Alleged Crimson Flags at C3.ai
Adrangi additionally questions the accounting techniques used within the association with C3.ai and Baker. The subscription income that Baker pays C3.ai is being acknowledged at an over 99% gross margin, which the brief vendor alleges is inflated. Adrangi believes that that is carried out to make it appear as if C3.ai is a software-as-a-service (SaaS) firm as an alternative of a services-intensive consulting enterprise. SaaS firms are typically rewarded a better income a number of resulting from recurring subscription income.

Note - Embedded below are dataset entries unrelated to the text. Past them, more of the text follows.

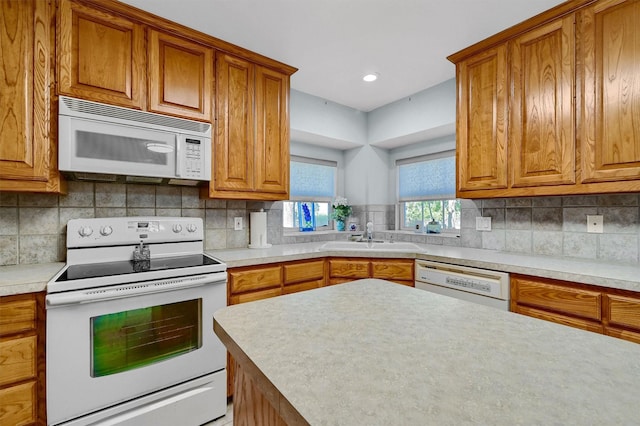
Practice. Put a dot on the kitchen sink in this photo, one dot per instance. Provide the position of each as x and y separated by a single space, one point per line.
376 245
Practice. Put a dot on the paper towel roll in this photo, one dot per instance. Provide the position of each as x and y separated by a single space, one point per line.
258 230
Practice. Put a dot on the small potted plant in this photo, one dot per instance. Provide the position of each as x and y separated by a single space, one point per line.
341 210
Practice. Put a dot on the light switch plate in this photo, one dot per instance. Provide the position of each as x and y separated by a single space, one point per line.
483 223
595 224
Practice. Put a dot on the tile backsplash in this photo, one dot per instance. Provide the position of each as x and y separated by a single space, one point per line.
557 226
33 226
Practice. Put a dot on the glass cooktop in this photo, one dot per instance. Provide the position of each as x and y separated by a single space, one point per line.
106 269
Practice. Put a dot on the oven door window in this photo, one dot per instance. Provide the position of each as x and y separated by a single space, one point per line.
123 341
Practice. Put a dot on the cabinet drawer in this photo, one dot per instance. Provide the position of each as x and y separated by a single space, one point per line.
392 269
348 268
305 271
623 311
580 323
254 295
18 405
17 359
254 279
17 315
567 300
307 285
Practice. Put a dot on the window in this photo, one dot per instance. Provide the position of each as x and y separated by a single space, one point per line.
426 193
312 181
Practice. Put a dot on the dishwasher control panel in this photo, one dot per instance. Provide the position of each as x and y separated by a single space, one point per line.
479 281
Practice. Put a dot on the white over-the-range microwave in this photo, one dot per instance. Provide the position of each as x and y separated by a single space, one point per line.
100 142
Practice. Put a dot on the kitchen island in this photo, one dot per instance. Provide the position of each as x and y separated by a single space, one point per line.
371 352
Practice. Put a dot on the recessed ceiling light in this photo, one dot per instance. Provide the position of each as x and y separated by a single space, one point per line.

Lastly, Adrangi states that C3.ai has cycled by means of 4 chief monetary officers (CFOs) previously 4 years, which must be a “clear pink flag” for Deloitte.
“Deloitte doesn’t have to rubber stamp fraudulent accounting. Both require the corporate to come back clear in its upcoming audit or resign and let C3.ai administration sully the repute of a lesser audit agency,” concluded Adrangi.
On the date of publication, Eddie Pan didn’t maintain (both instantly or not directly) any positions within the securities talked about on this article. The opinions expressed on this article are these of the author, topic to the InvestorPlace.com Publishing Pointers.